Too often economic decisions in our region are made with no real input from this group. Residents in the town meetings here created the following guidelines for what an acceptable for economic transition would look like:

– Maintain fair funding for our schools
– Protect workers
– Create good-paying jobs with benefits
– Reconnect our town to our waterfront
– Build and sustain a new tax base
– Protect ratepayers
– Improve our environment and our public health.      

This list is a collectively tall order, and we may not get everything on it, but it serves to spell out in explicit fashion our expectations for life after Huntley. Once we had a guiding framework in place, our coalition got to work organizing. We led a door-to-door canvass in neighborhoods closest to the plant to talk to residents about how the company’s retirement would affect them. We held monthly community workshops to let residents and teachers learn about issues like grid reliability and energy markets. We held community strategy sessions where residents identified how electricity regulators like the state Public Service Commission and the regional Independent System Operators work, and who holds decision-making spending power in state government. We held educational briefings with local elected officials and decision makers. We also registered a lot of people to vote.

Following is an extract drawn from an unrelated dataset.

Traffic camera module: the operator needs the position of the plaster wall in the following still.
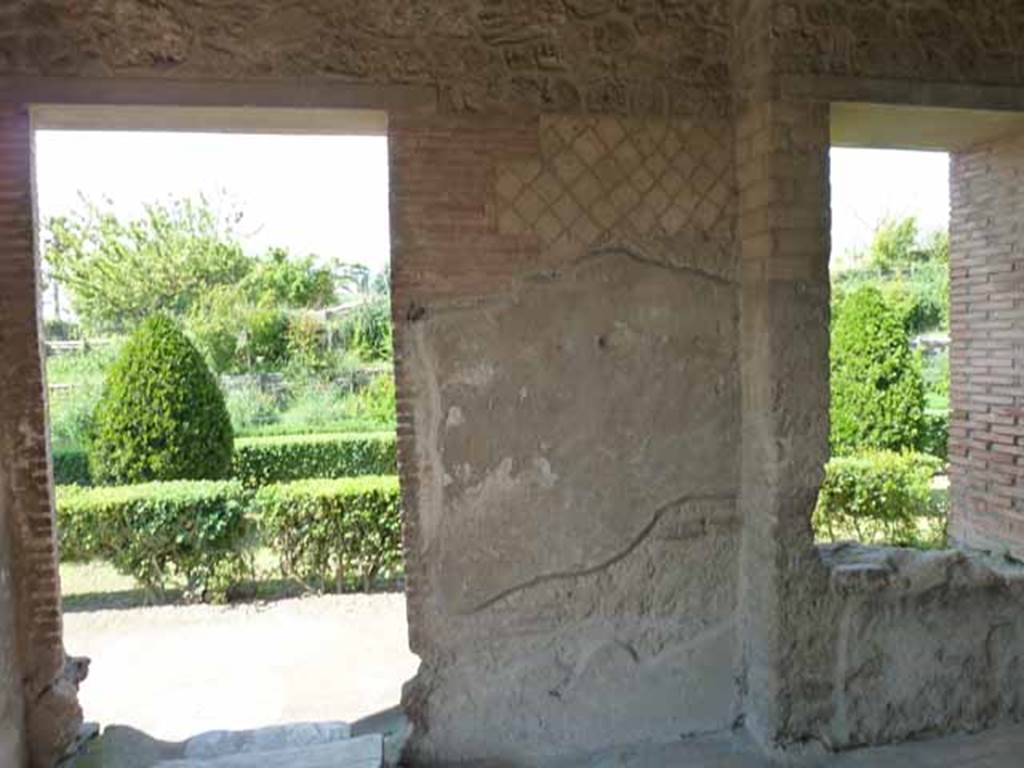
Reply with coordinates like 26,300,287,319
391,116,739,764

Fourth, work with every level of government to find financial resources to weather the transition.
One of our biggest successes on this point was in gaining the inclusion of $30 million in the state’s budget this year to help support Tonawanda and communities like it across New York facing power plant closures. The budget bill was championed by Assemblyman Robin Shimminger, who represents our district, and the money will provide funding to support teachers’ jobs and to protect the quality of public education by replacing lost Huntley revenues. It is one of the first appropriations of its kind in the country.This financial support could not have been possible without the tireless efforts of our members, the Kenmore Teachers Association, the Western New York Area Labor Federation, AFL-CIO, and hundreds of community members who invested time and energy to make sure Tonawanda was not left behind. This fund does more than just reduce the impact of the closure for residents who live and work in Tonawanda. It provides hope for a viable economic transition.Together we also secured federal dollars to help the town plan for the future through the Partnerships for Opportunity and Workforce and Economic Revitalization (POWER)+ Plan, a federal program that coordinates efforts among multiple federal agencies to align federal economic and workforce-development programs.

Our economic planning work is kicking offing this summer, and will leverage the expertise of community residents and organized labor to work with the University of Buffalo Regional Institute and School of Architecture and Planning, the Town of Tonawanda Community Development Agency, and others. The people most affected by Huntley’s closure will shape a new vision for Tonawanda’s future.

We know this is just the beginning of our work to rebuild an economy that sustains and creates a tax base, provides good-paying safe jobs, and improves community health, and that is bold, visionary, and sets an example for other towns and cities facing a similar transition.

Rebecca Newberry is executive director of the Clean Air Coalition of Western New York.